Collecting milk in Kenya's informal market

Collecting milk in Kenya’s informal market (photo credit: ILRI/Dave Elsworth).

Overview

A combination of growth and migration is resulting in massive increases in the population of urban and peri-urban zones in Africa. The United Nations has estimated that city populations in Africa will rise from 35% of the total population in 2007 to 51% by 2030. The impacts of this on human welfare, healthcare, sanitation, and other policy-orientated fields has received vast attention, but there has not been a substantive effort to integrate across disciplines, particularly with regard to the impacts of these diverse issues on disease transmission.

Objective

The overall objective of this project is to understand the mechanisms leading to the introduction of pathogens into urban populations, and their subsequent spread.

The focus is on livestock as sources of these pathogens: emerging diseases are likely to be zoonotic in origin, and livestock pathogens, through the close interactions between livestock, their products and people, are at high of risk crossing the species barrier.

The focus in this project is on Escherichia coli, as an exemplar of many potential emerging pathogens, which exists in a diversity of hosts, in the environment, on food, in waste etc.

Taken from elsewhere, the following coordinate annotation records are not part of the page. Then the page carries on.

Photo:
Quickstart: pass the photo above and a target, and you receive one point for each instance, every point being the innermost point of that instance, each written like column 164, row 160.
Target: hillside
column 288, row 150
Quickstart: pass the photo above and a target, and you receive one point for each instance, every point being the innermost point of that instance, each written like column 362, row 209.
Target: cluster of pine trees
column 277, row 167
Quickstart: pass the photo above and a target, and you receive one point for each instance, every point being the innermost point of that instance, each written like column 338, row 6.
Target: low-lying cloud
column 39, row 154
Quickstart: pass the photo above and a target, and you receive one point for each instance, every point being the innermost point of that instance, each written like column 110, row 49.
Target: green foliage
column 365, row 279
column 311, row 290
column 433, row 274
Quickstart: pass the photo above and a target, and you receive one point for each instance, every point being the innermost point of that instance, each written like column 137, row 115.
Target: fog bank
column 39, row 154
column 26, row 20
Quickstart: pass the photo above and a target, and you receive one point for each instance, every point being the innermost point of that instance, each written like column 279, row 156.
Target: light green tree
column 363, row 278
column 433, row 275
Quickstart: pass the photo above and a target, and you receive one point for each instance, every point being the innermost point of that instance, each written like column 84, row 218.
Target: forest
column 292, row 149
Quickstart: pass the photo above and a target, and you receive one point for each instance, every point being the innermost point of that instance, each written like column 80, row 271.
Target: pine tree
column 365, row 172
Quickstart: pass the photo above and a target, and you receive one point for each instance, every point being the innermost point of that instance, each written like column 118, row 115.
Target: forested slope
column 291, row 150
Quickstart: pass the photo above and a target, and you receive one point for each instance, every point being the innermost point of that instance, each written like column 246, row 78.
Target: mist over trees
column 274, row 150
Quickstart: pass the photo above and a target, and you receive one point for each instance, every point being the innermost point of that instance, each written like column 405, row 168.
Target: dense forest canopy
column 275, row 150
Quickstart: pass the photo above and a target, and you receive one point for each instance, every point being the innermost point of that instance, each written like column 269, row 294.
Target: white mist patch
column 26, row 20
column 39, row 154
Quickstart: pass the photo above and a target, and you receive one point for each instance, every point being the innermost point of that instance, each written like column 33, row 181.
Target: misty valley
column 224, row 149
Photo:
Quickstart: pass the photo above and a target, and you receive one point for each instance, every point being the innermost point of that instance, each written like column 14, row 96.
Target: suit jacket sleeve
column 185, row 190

The geographical focus is the city of Nairobi, Kenya, and its hinterlands. In the microbiology components, the project takes a landscape genetics approach to understanding E. coli distribution and spread, with a view to understanding how this is affected by environmental and socio-economic factors.

Research questions

  • Does urban livestock keeping pre-dispose people to acquiring new or more diverse microbial flora?
  • Is the risk compounded by poverty status or other social factors?
  • How is the microbial flora influenced by the keeping of livestock in these areas?
  • Do supply chains for livestock and livestock products bring people into contact with microbial diversity over and above what they would otherwise experience?
  • Why do people source food from particular places? What social and economic factors define food sourcing in a complex city?
  • What influences the microbial flora to which people are exposed through food?
  • How does the design of complex urban environments influence exposure to microbial flora?
  • How has the city of Nairobi grown, how does it continue to grow, and how does urbanization in the region affect exposure to microbial diversity in the human and animal population?
  • What is the role of per-domestic wildlife in transmission of zoonotic pathogens and the transport of microbial flora?
  • Why do supply chains exist in the way that they do, and how might they change as demand for products changes with urban growth, or as a consequence of legislation?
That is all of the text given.